Stephen Knight's own essay on the formation of the early literary tradition, discusses several problems concerning its origins, including the relationship with the French pastourelle tradition, the outlaw's name and the possibility of an original "real" outlaw so as to establish that the figure with which we are now familiar was in existence by 1450. Only from that date does a textual tradition survive. He shows how the early summer setting of the opening stanzas derives from and parodies lyrics of love and religion to set up a strand of parody that runs through the earliest stories.

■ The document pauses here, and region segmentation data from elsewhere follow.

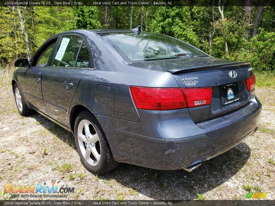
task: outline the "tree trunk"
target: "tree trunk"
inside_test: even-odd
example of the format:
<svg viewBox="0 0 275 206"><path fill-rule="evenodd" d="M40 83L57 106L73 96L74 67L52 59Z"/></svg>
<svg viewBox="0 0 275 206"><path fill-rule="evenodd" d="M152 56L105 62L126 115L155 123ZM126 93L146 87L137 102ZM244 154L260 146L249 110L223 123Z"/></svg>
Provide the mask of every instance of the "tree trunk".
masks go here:
<svg viewBox="0 0 275 206"><path fill-rule="evenodd" d="M142 0L142 3L144 0ZM142 13L141 14L141 24L140 25L140 30L142 30L142 24L143 23L143 18L144 16L144 6L142 6Z"/></svg>
<svg viewBox="0 0 275 206"><path fill-rule="evenodd" d="M261 6L259 7L257 9L257 15L254 21L254 27L253 29L253 33L252 34L252 38L255 36L258 32L258 27L259 27L259 22L260 21L261 15L264 11L264 2L262 2Z"/></svg>
<svg viewBox="0 0 275 206"><path fill-rule="evenodd" d="M244 38L247 41L248 41L249 26L251 21L251 0L243 1L243 26L244 29Z"/></svg>
<svg viewBox="0 0 275 206"><path fill-rule="evenodd" d="M228 55L229 55L229 54L228 53L228 47L227 46L227 40L226 39L224 41L224 50L225 54L227 56L228 56Z"/></svg>
<svg viewBox="0 0 275 206"><path fill-rule="evenodd" d="M221 20L224 20L224 16L223 15L223 8L224 6L224 4L225 3L226 0L225 0L223 3L223 5L221 7L221 0L219 0L219 11L220 12L220 13L221 14ZM225 54L227 56L228 56L228 47L227 45L227 37L224 37L224 51Z"/></svg>
<svg viewBox="0 0 275 206"><path fill-rule="evenodd" d="M213 42L213 37L216 31L216 25L215 21L215 0L213 0L213 6L212 7L212 21L213 23L213 31L209 34L209 54L212 54L212 43Z"/></svg>
<svg viewBox="0 0 275 206"><path fill-rule="evenodd" d="M14 31L14 39L15 39L15 48L16 51L15 56L16 59L18 59L18 47L17 46L17 30L16 29L16 24L15 22L15 12L14 12L14 7L12 7L12 13L13 13L13 30Z"/></svg>
<svg viewBox="0 0 275 206"><path fill-rule="evenodd" d="M108 6L105 6L105 28L108 29Z"/></svg>
<svg viewBox="0 0 275 206"><path fill-rule="evenodd" d="M117 29L117 17L115 16L114 17L114 29Z"/></svg>
<svg viewBox="0 0 275 206"><path fill-rule="evenodd" d="M133 26L133 6L131 7L131 20L130 22L130 29L132 29L132 27Z"/></svg>
<svg viewBox="0 0 275 206"><path fill-rule="evenodd" d="M29 46L29 37L28 37L28 34L27 33L27 31L26 31L26 29L25 28L25 22L23 17L22 16L22 14L21 13L21 10L20 10L20 8L19 6L17 6L17 9L18 9L18 14L19 16L19 18L20 18L20 23L21 24L21 27L22 29L22 33L23 34L25 35L25 44L26 45L26 47L27 47L27 54L28 56L28 59L30 60L32 58L31 56L31 53L30 52L30 47Z"/></svg>

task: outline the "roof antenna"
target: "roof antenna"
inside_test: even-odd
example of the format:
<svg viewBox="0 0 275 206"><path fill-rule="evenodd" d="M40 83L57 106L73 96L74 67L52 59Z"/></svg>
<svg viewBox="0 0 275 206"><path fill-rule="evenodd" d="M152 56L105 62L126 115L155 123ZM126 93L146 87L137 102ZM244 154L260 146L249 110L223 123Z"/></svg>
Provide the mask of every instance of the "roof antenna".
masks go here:
<svg viewBox="0 0 275 206"><path fill-rule="evenodd" d="M141 32L141 30L140 29L140 25L139 25L134 29L133 29L132 30L134 31L136 31L138 33Z"/></svg>

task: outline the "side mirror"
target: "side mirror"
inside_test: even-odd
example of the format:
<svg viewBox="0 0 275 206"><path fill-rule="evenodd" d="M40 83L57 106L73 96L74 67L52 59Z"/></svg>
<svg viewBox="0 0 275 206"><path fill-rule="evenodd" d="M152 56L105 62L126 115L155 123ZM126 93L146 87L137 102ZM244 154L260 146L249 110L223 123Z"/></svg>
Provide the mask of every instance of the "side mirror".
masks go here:
<svg viewBox="0 0 275 206"><path fill-rule="evenodd" d="M29 60L27 59L19 59L14 62L14 66L19 67L28 67Z"/></svg>

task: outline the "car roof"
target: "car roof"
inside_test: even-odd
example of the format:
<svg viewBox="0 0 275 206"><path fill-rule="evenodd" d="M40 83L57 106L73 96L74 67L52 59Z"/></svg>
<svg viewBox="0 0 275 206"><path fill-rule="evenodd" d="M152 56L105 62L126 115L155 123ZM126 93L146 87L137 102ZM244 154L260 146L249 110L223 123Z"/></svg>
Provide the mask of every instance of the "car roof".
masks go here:
<svg viewBox="0 0 275 206"><path fill-rule="evenodd" d="M78 29L63 31L53 36L52 37L54 37L62 34L69 33L76 33L80 34L88 34L89 33L109 33L114 32L135 32L131 30L127 30L126 29Z"/></svg>

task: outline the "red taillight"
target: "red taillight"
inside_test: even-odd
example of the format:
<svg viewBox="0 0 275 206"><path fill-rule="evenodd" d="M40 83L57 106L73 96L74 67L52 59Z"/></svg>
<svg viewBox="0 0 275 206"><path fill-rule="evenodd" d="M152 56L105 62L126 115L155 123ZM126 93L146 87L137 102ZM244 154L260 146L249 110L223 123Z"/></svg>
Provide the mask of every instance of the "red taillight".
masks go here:
<svg viewBox="0 0 275 206"><path fill-rule="evenodd" d="M186 97L189 108L211 103L212 88L184 88L182 89Z"/></svg>
<svg viewBox="0 0 275 206"><path fill-rule="evenodd" d="M137 109L169 110L186 108L185 100L180 88L131 86L130 90Z"/></svg>
<svg viewBox="0 0 275 206"><path fill-rule="evenodd" d="M245 84L248 92L251 92L255 88L255 84L256 84L256 78L255 75L253 74L249 79L245 80Z"/></svg>
<svg viewBox="0 0 275 206"><path fill-rule="evenodd" d="M210 104L211 88L181 89L131 86L130 91L137 109L170 110Z"/></svg>

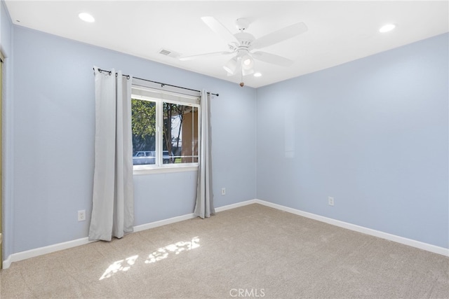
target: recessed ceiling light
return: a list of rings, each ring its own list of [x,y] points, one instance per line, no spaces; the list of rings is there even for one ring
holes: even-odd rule
[[[88,23],[92,23],[95,21],[95,19],[91,15],[89,15],[87,13],[81,13],[78,15],[80,19],[83,20],[84,22],[87,22]]]
[[[394,24],[387,24],[386,25],[380,27],[379,32],[388,32],[389,31],[393,30],[394,28],[396,28],[396,25]]]

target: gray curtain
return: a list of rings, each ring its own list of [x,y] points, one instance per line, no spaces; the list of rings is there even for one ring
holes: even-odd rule
[[[212,152],[210,139],[210,99],[207,92],[201,91],[200,114],[200,144],[199,148],[198,186],[194,214],[202,218],[215,213],[212,190]]]
[[[131,78],[95,69],[95,169],[90,240],[133,231]]]

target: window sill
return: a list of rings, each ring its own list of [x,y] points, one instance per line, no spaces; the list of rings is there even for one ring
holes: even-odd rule
[[[134,166],[133,174],[135,176],[156,174],[167,174],[170,172],[196,172],[197,165],[189,165],[183,166],[163,166],[161,167],[151,167],[145,166]]]

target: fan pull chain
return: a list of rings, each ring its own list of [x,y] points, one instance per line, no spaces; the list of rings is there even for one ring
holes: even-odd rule
[[[243,83],[243,68],[241,67],[241,82],[240,83],[240,87],[243,87],[243,85],[245,85],[245,83]]]

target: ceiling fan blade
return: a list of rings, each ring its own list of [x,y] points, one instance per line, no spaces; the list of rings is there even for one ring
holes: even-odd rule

He argues that the social and cultural context ("habitus") of the fourteenth and early-fifteenth centuries intensified social mobility and led to the emergence of a more confident yeomanly middling sort to whom these stories appealed.

Most significant, however, is his argument that the gentrification of Robin Hood began between 1450 and 1500, and is evident in the Gest where Robin's behaviour does not so much parody the knightly but assimilates it, especially in the depiction of his relationship with the sorry knight. Commentators have tended to see all the stories written down before the Reformation as of one body. Building on Ohlgren's detailed analysis of the early manuscript texts, this essay challenges us to think again about a constantly evolving body of texts. We do not know what form the rhymes of Robin Hood took in Langland's day, but we have no reason to suppose that they were precisely the same as they were when first committed to writing in the mid-fifteenth century. Knight proposes that we can see in this half-century one stage in this developing tradition, and that reflected the gentrifying aspirations of the new middling sorts. For the medievalist this is perhaps the most important essay in the whole collection.

Together, the essays on the late medieval tradition, especially those by Phillips, Friedman, Coote and Knight, all draw attention to the manner in which the yeomanly Robin Hood appealed in story and play to a particular social strata, to whom in the countryside the word "yeoman" came to be applied. They were the respectable middling sorts; they were literate in that they could read and write English, they were the elites of their local communities, and, as Gramski put it, the subalterns of the regime. This was the habitus. These four essays particularly draw attention to the way in which the stories of Robin Hood as they developed struck a chord with the middling sort's aspirations to gentility. The final transformation of Robin Hood to a dispossessed aristocrat at the end of the sixteenth century is thus prefigured in the decades before the Reformation.

What of the overall ambition of the volume? As a whole, it has to be said, it does not convincingly establish a formal academic methodology for something we might call Robin Hood Studies. This is partly because the study of Robin Hood is but a part of Cultural Studies; it is difficult to see how the methodology can be distinctively different. It is also partly because the theories deployed by the various authors here are so heterodox. Alterity is but one of many notions drawn from many different late-nineteenth and twentieth-century philosophers upon which the contributors call. They include Nietzsche, Bordieu, Sartres, Barthes, Zumthor, and Agamben. Theoretical underpinning drawn from these thinkers illuminates several, if not all, of the papers in the collection, but there is no one methodology (apart from the application of a modern theory) that draws them together. The difficulty of establishing a unique methodology may ultimately stem from the fact that the study of Robin Hood as a cultural phenomenon over the centuries is not a single, but a multi-disciplinary field. History, literature, film and media studies intersect at several points, but they remain different disciplines, with different methodologies. The very strength of the modern study of Robin Hood, which Stephen Knight has done so much to forge, is that it is interdisciplinary.